How Time‑Series Analysis Powers AIOps: Overcoming Real‑World Challenges
At the 16th GOPS Global Operations Conference, Shen Hui of DingMao Technology explained how time‑series data analysis underpins AIOps, outlining its four‑step workflow, key challenges, and the company’s three‑pipeline solution that enables trend forecasting, fault prediction, and a robust AI‑driven operational platform.
Time‑series data analysis is a core component of big‑data analytics and a key driver of digital transformation. At the 16th GOPS Global Operations Conference in Shenzhen, Shen Hui, Technical Product Director of DingMao Technology, used time‑series analysis as a lens to discuss the difficulties and challenges enterprises face in intelligent operations, and shared real‑world cases demonstrating the value of DingMao’s intelligent‑operation technology.

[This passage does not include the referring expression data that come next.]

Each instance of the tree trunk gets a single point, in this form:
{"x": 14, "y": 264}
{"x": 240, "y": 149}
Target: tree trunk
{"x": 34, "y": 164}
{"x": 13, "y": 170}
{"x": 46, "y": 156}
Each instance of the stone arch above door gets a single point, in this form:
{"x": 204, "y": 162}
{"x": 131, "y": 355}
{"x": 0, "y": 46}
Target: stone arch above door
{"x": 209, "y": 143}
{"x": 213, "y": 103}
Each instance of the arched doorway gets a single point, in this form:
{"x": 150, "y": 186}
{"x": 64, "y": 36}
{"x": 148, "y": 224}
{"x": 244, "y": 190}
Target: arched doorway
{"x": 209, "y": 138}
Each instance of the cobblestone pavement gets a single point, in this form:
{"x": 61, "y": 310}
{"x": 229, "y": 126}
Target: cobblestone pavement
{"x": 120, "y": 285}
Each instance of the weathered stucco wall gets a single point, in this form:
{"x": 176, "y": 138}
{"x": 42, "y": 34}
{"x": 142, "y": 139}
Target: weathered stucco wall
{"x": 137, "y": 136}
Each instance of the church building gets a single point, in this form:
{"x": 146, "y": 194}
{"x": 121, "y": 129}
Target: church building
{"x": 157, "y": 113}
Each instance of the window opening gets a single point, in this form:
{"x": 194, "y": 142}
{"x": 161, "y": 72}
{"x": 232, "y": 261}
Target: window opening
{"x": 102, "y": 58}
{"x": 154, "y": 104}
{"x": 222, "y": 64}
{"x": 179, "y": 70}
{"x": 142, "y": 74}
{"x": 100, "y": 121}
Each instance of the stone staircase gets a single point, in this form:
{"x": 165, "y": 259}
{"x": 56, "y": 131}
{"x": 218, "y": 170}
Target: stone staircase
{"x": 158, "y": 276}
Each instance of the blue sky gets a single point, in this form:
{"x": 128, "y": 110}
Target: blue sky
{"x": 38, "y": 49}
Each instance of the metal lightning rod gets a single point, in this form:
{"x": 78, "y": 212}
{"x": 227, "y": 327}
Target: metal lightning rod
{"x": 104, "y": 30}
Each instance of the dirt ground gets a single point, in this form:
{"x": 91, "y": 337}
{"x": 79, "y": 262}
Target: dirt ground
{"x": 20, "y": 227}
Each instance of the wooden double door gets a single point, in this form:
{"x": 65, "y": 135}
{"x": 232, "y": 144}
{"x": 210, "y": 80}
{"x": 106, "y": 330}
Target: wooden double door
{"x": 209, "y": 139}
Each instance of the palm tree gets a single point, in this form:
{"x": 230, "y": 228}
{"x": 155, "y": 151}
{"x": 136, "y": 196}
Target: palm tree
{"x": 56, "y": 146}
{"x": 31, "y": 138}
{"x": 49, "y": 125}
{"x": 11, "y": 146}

Time‑series data consists of measurement values paired with timestamps, enabling the extraction of patterns that evolve over time. By analyzing these patterns, organizations can perform trend forecasting and anomaly detection to deliver valuable services.
Time‑series analysis follows four steps: data collection → data governance → data analysis → data visualization. Data analysis is the core of AIOps, employing statistical learning, machine learning, and deep learning for regression, classification, feature extraction, and pattern matching. The analysis faces four major challenges: integrity checks during streaming collection, deduplication, denoising, missing‑point interpolation, and time‑series aggregation alignment.
To address these challenges, DingMao proposes a three‑pipeline architecture: a data pipeline, an ML pipeline, and an Application pipeline. The edge‑collection layer implements the full data pipeline, the ML pipeline leverages the data‑analysis layer, and the Application pipeline consists of scenario‑driven intelligent products. Expert feedback is incorporated to validate ML results and continuously optimize the models, forming a closed‑loop AIOps solution.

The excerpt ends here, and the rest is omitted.